Das Wirtschaftswunder des 21. Jahrhunderts

Obwohl die materiellen Bedürfnisse in Ländern wie der Schweiz weitgehend gesättigt sind, wächst der Konsum – dank raffinierter Marketingkonzepte.

Bedürfnisweckung statt Bedürfnisdeckung: Heute müssen Kunden dazu gebracht werden, jährlich ein neues Smartphone zu kaufen. Foto: Reuters

Das Wirtschaftswunder besteht im 21. Jahrhundert nicht mehr darin, dass pro Kopf immer mehr Güter und Dienstleistungen produziert werden können. Ein Wunder ist es vielmehr, dass diese Mehrproduktion tatsächlich von Jahr zu Jahr auch verkauft werden kann. Und dies, obwohl in hochentwickelten Ländern wie der Schweiz materielle Bedürfnisse weitgehend gesättigt sind. Doch nichts wächst regelmässiger als der Konsum der privaten Haushalte. Seit dem Jahr 2000 liegen die realen Wachstumsraten zwischen 0,4 und 2,6 Prozent, ohne dass sich irgendein Anzeichen von Sättigung erkennen lässt.

Grundsätzlich ist es so: Je höher der Wohlstand einer Gesellschaft wird, umso mehr Aufwand braucht es, um weitere Produkte an die Frau oder den Mann zu bringen.
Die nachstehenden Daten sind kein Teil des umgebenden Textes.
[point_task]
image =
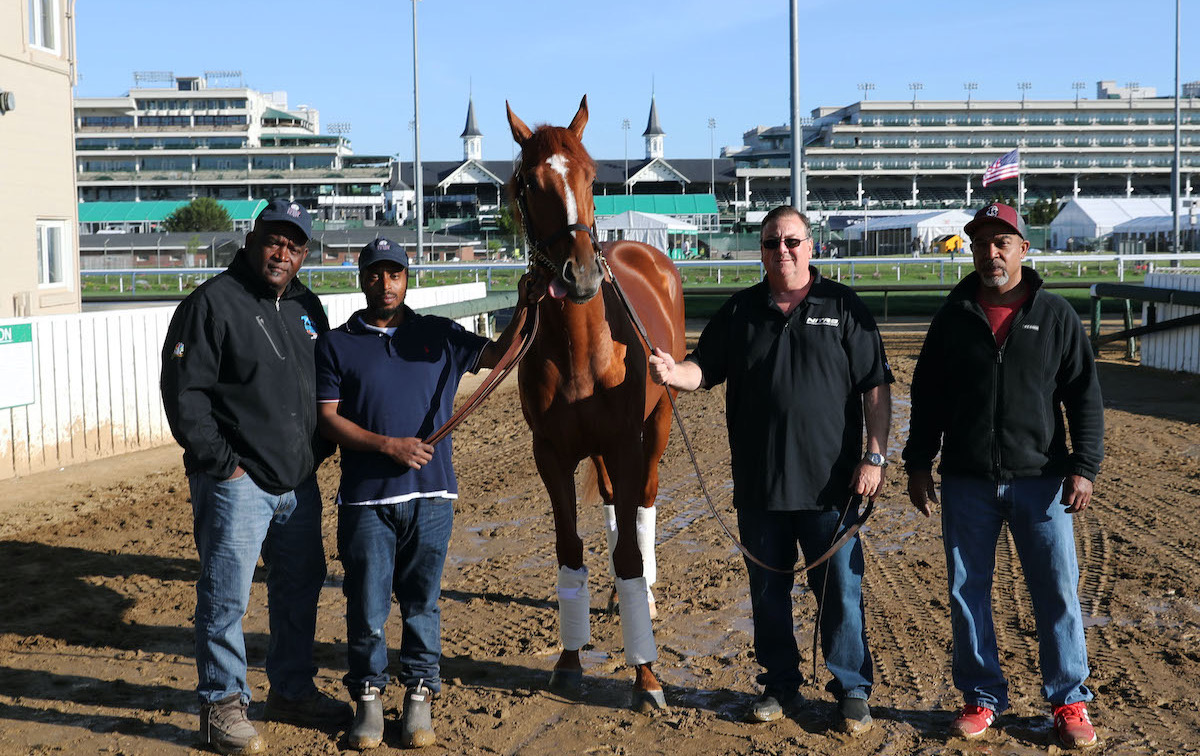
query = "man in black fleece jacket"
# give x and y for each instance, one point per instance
(238, 387)
(1006, 370)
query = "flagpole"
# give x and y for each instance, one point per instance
(1020, 184)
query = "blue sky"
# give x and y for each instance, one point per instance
(727, 60)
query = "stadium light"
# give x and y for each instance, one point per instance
(970, 87)
(1133, 87)
(916, 87)
(624, 126)
(712, 159)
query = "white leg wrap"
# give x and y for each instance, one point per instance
(646, 517)
(610, 531)
(574, 628)
(635, 621)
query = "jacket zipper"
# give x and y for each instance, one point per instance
(297, 370)
(262, 324)
(996, 461)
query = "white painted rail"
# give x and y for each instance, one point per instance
(95, 379)
(1177, 349)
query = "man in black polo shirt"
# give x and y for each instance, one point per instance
(804, 365)
(385, 381)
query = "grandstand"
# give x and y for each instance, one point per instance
(931, 154)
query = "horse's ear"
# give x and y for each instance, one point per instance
(581, 119)
(520, 131)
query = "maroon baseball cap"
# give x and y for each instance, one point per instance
(999, 213)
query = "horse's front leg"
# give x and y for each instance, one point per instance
(574, 600)
(641, 651)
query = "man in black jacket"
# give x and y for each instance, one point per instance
(1002, 363)
(238, 385)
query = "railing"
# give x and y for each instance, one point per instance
(501, 275)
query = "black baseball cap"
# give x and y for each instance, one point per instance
(286, 211)
(382, 250)
(999, 213)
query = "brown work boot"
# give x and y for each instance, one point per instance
(417, 723)
(223, 725)
(366, 732)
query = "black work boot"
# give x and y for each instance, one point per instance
(367, 729)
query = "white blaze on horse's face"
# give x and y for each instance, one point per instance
(558, 165)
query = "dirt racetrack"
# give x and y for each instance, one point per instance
(97, 562)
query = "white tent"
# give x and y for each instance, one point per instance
(894, 234)
(658, 231)
(1095, 217)
(1153, 223)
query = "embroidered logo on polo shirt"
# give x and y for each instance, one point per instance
(307, 327)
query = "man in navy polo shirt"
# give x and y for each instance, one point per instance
(805, 366)
(385, 381)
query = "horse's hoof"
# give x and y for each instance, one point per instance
(567, 682)
(647, 701)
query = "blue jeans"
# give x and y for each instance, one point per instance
(235, 521)
(773, 539)
(394, 549)
(973, 510)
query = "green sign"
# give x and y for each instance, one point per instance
(17, 365)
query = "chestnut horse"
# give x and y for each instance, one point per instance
(585, 385)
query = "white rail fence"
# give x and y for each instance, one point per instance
(84, 387)
(1177, 349)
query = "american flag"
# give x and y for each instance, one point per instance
(1007, 167)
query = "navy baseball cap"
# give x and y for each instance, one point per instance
(999, 213)
(382, 250)
(285, 211)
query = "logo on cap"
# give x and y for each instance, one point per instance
(307, 327)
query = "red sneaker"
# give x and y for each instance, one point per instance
(1073, 726)
(972, 721)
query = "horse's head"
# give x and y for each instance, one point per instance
(551, 193)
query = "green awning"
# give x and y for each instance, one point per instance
(658, 204)
(280, 115)
(157, 210)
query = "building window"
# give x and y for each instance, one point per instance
(53, 250)
(43, 24)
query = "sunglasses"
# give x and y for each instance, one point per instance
(791, 243)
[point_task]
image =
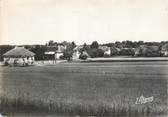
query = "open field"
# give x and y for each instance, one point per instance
(99, 89)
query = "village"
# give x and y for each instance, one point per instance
(53, 52)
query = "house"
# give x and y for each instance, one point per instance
(77, 51)
(106, 49)
(19, 56)
(50, 52)
(60, 51)
(164, 50)
(148, 51)
(115, 51)
(54, 52)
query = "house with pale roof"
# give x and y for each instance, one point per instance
(19, 56)
(54, 52)
(164, 50)
(106, 50)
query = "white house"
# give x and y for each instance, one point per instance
(106, 49)
(19, 56)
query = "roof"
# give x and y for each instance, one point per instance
(165, 47)
(18, 52)
(77, 48)
(51, 48)
(104, 48)
(61, 48)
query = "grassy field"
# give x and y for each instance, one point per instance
(97, 89)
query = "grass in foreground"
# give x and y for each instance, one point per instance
(85, 89)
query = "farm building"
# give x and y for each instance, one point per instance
(54, 52)
(19, 56)
(164, 50)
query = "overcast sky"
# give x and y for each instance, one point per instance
(38, 21)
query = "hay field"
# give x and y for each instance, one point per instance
(97, 89)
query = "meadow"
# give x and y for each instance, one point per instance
(85, 89)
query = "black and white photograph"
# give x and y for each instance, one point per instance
(83, 58)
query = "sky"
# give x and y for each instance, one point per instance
(38, 21)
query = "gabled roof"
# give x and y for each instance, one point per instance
(18, 52)
(51, 48)
(104, 48)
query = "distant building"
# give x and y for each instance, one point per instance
(77, 51)
(54, 52)
(115, 51)
(106, 49)
(164, 50)
(19, 56)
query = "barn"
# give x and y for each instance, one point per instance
(19, 56)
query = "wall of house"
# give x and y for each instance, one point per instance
(57, 55)
(19, 61)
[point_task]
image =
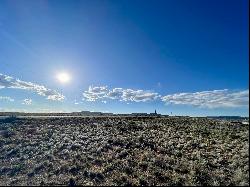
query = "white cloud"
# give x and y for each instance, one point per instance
(6, 98)
(95, 93)
(27, 102)
(210, 99)
(102, 92)
(10, 82)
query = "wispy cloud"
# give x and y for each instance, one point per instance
(102, 92)
(210, 99)
(27, 102)
(4, 98)
(10, 82)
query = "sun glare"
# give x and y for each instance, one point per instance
(63, 77)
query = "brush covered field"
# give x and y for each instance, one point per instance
(124, 151)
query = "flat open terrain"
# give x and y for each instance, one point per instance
(123, 151)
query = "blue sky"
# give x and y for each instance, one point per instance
(188, 57)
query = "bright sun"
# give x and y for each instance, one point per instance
(63, 77)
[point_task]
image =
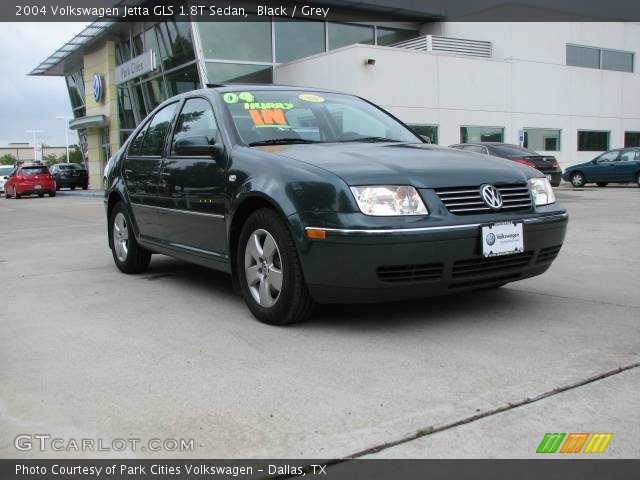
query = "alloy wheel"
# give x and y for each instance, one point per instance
(120, 237)
(263, 268)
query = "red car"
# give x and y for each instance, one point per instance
(29, 179)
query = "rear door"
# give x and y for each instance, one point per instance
(628, 166)
(141, 170)
(604, 168)
(192, 187)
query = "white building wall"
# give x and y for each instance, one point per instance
(503, 91)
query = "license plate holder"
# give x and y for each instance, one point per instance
(503, 238)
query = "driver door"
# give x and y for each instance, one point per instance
(192, 187)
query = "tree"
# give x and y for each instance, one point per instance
(7, 159)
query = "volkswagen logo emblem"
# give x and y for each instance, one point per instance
(491, 197)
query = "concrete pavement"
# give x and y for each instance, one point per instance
(173, 353)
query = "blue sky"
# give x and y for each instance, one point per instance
(32, 103)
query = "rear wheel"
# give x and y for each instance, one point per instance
(128, 256)
(577, 179)
(269, 271)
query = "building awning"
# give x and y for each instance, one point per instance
(92, 121)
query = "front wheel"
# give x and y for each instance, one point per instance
(269, 271)
(578, 180)
(128, 256)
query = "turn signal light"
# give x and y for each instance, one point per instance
(316, 234)
(528, 163)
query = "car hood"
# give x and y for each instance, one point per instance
(420, 165)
Als Radios, Fernseher, Waschmaschinen und Autos, aber auch Personalcomputer oder Smartphones erstmals auf den Markt kamen, musste man den Konsumenten nicht gross erklären, wozu sie diese brauchen. Sie entsprachen Bedürfnissen nach Unterhaltung, Kommunikation oder Bequemlichkeit. Die Menschen aber dazu zu bringen, jedes Jahr ein neues Smartphone zu kaufen, sich alle zwei Jahre wieder für ein neues Automodell zu entscheiden, braucht schon wesentlich mehr Anstrengung. Doch auch in dieser Hinsicht erwies sich die Wirtschaft als innovativ – statt um Bedürfnisdeckung geht es zunehmend um Bedürfnisweckung.
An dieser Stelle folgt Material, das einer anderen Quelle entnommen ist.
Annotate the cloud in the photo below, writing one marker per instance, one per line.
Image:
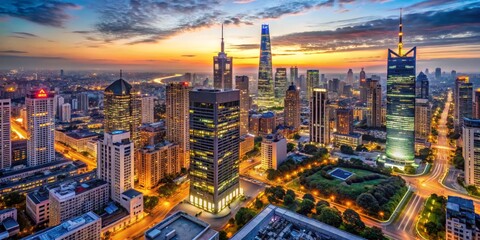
(46, 12)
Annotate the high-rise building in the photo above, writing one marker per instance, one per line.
(344, 121)
(400, 146)
(222, 69)
(350, 77)
(265, 97)
(463, 99)
(280, 83)
(115, 162)
(241, 83)
(153, 163)
(148, 106)
(215, 140)
(66, 115)
(86, 226)
(73, 199)
(5, 142)
(177, 118)
(123, 109)
(40, 127)
(319, 129)
(292, 108)
(273, 151)
(374, 103)
(471, 150)
(422, 119)
(313, 80)
(460, 219)
(422, 86)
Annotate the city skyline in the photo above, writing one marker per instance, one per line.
(329, 35)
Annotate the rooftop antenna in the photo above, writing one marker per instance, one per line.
(400, 35)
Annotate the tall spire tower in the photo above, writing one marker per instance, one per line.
(222, 69)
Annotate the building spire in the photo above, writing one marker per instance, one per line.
(400, 35)
(223, 45)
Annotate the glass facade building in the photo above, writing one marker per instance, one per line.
(266, 96)
(401, 106)
(214, 148)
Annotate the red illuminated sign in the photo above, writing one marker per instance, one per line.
(42, 94)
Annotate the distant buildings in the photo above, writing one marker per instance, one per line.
(273, 151)
(5, 138)
(471, 150)
(265, 97)
(215, 140)
(40, 127)
(292, 107)
(319, 130)
(123, 109)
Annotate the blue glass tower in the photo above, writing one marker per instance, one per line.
(266, 95)
(401, 104)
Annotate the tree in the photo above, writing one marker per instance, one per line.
(243, 216)
(330, 216)
(306, 207)
(353, 222)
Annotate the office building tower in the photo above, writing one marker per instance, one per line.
(292, 108)
(66, 115)
(85, 226)
(319, 129)
(5, 142)
(115, 162)
(313, 80)
(148, 104)
(422, 86)
(177, 118)
(241, 83)
(400, 146)
(294, 75)
(438, 73)
(222, 69)
(471, 150)
(123, 109)
(40, 127)
(75, 198)
(460, 219)
(215, 140)
(265, 97)
(344, 121)
(422, 119)
(280, 83)
(374, 103)
(273, 151)
(155, 162)
(463, 99)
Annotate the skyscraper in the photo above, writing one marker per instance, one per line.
(319, 129)
(265, 97)
(5, 143)
(280, 83)
(222, 69)
(40, 127)
(122, 109)
(374, 103)
(471, 150)
(177, 118)
(463, 99)
(115, 163)
(422, 86)
(313, 80)
(215, 140)
(401, 103)
(241, 83)
(292, 107)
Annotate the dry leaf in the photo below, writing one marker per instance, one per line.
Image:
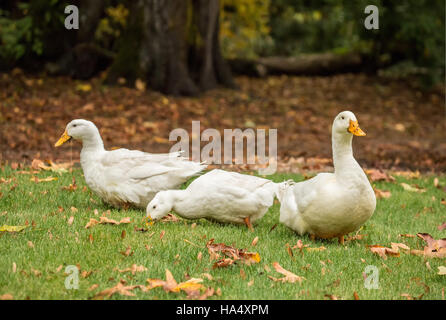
(133, 269)
(378, 175)
(105, 220)
(380, 194)
(410, 188)
(120, 288)
(383, 252)
(6, 228)
(6, 296)
(289, 276)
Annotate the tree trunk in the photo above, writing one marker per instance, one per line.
(158, 40)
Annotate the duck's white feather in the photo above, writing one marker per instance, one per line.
(219, 195)
(330, 204)
(128, 177)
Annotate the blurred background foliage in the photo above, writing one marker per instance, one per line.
(410, 41)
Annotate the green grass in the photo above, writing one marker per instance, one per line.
(403, 213)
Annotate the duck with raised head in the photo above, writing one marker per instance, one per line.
(125, 177)
(331, 205)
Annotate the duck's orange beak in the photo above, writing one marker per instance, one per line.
(355, 129)
(64, 138)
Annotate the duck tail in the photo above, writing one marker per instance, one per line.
(283, 188)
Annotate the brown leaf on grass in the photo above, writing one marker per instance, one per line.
(408, 174)
(170, 218)
(407, 235)
(133, 269)
(289, 276)
(383, 252)
(410, 188)
(38, 180)
(378, 175)
(232, 253)
(105, 220)
(432, 244)
(49, 165)
(442, 271)
(380, 194)
(127, 252)
(192, 286)
(222, 263)
(356, 237)
(93, 287)
(121, 289)
(442, 226)
(72, 186)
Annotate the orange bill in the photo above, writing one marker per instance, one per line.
(64, 138)
(355, 129)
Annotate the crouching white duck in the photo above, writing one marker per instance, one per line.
(218, 195)
(331, 204)
(125, 177)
Wasserflaschen und Autoscham

So wussten Menschen bis vor einigen Jahren noch nicht, dass sie das Bedürfnis haben, täglich Herzfrequenz, Tagesaktivitäten, verbrannte Kalorien und ihren Schlaf zu erfassen. Dank den Anstrengungen der Hersteller von Gesundheitsuhren wurde dieses Bedürfnis jedoch in ihnen «geweckt», und Gesundheitsuhren bzw. Fitness Tracker werden heute in grossen Mengen verkauft. Auch war es Menschen bis in die 80er-Jahre des vergangenen Jahrhunderts in Deutschland oder der Schweiz nicht bewusst, dass sie ein Bedürfnis hatten, normales Wasser ohne Kohlensäure in Flaschen abgefüllt zu kaufen, statt zu Hause den Wasserhahn aufzudrehen und es dort gratis zu beziehen. Doch dank geschickter Werbung glauben sie heute, dass Wasser aus Flaschen qualitativ hochwertiger, frischer oder sauberer ist, selbst wenn das objektiv betrachtet nicht der Fall ist.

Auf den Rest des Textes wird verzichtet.